After you have suffered a while may the God of all grace perfect, establish, strengthen, and settle you. 1 Peter 5:10
The Lord whispered to me while rolling over in pain in bed one night and said "Joseph's gift was perfected in his wilderness." All that week I had been studying Joseph's life between the pit and the palace, but my focus was on all the times the scriptures noted "And the Lord was with Joseph." Mainly because I'd been sort of in a wilderness of my own and sometimes it was hard to see, feel, or hear the Lord. Anyway, having found comfort that in all Joseph went through, the Lord was with him, I was pretty much done with my study of Joseph, or so I thought.
But that whisper in the night sparked a renewed interest in my Old Testament hero. After further study I realized that while in slavery Joseph's gift of leadership and organization blossomed. And while in prison his gift of interpretation of dreams matured to the point that he found himself called before Pharaoh. The act of exercising his gift for Pharaoh - interpreting Pharaoh's dream - was a blessing in disguise. In doing so Joseph saved a nation, gained his freedom, received elevation/promotion, found a wife, and his name went down in history for thousands and thousands of years.
I am sure that when he was betrayed, falsely accused, and forgotten, Joseph couldn't imagine that a brand new life would one day be his. A new life, a new job and a new family. All because of the gift God gave him. He was faithful over a few things - those few things being his gifts - and God made him ruler over many (Matthew 25:21. 23).
My own wilderness journey began two years ago today when I lost my full time job after almost losing my life. Once the shock wore off, after the pain and shame subsided, I remembered that like Joseph, the Lord was with me. I went back to work part time only to be let go less than a year later. The shock, pain, and shame quickly returned. So did depression.
Then the Lord spoke to me and reminded me about the gifts that He placed in me. And I remembered regardless of where I am in life - on the mountain or in the wilderness - I must remain faithful to my calling, exercise my gifts, and not bury my talents. So I got to work.

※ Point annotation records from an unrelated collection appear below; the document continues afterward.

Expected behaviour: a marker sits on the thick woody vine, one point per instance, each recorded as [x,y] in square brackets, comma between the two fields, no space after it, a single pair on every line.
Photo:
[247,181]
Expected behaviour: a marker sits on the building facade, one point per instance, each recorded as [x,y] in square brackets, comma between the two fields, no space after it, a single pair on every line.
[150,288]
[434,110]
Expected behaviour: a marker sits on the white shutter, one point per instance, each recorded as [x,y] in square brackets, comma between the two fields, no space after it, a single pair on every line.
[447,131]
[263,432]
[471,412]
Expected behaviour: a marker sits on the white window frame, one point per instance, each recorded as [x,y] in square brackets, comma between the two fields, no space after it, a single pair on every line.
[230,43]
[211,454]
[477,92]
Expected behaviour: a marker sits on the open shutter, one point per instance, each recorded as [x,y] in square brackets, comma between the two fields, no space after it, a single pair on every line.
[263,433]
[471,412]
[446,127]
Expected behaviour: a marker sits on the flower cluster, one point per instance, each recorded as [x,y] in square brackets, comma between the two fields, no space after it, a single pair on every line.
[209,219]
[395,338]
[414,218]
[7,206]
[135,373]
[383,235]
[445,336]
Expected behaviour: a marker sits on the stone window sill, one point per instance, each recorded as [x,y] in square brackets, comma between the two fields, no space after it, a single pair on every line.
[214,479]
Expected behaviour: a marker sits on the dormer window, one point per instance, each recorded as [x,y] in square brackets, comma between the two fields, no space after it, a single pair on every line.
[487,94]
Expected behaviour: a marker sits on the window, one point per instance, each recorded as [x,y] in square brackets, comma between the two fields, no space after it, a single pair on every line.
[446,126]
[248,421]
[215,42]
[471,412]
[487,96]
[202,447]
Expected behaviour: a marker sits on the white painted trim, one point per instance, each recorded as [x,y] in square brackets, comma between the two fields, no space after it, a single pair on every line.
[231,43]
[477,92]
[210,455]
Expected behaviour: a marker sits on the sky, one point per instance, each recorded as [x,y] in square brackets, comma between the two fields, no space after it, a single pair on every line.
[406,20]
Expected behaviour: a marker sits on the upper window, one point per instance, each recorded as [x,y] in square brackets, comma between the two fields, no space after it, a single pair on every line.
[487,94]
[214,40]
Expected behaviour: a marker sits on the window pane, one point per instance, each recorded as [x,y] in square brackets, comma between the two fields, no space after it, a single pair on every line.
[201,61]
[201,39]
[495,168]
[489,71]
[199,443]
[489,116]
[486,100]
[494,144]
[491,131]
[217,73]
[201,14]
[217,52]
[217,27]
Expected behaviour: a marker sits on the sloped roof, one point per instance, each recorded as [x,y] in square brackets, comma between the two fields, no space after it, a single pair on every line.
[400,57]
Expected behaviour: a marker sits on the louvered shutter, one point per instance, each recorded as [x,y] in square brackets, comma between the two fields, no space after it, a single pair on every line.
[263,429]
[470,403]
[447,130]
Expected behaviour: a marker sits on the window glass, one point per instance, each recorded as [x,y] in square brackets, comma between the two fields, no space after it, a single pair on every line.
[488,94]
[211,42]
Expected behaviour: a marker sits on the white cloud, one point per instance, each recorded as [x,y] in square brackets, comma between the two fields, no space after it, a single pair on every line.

First, I re-released two previously published chapbooks as full length memoirs. Then I published three manuscripts that had been sitting on the shelf gathering the dust of the last two decades. By the end of the 2016, I was the author of six books. Pictured below are a few of my wilderness blessings. Some are internal and cannot be photographed. Yet, even as I type this, James 2:17 comes to mind: Faith without works is dead.
June 2016 November 2016
The years that Joseph may have thought were a set back, were his years of perfection. I am learning to think the same of my own.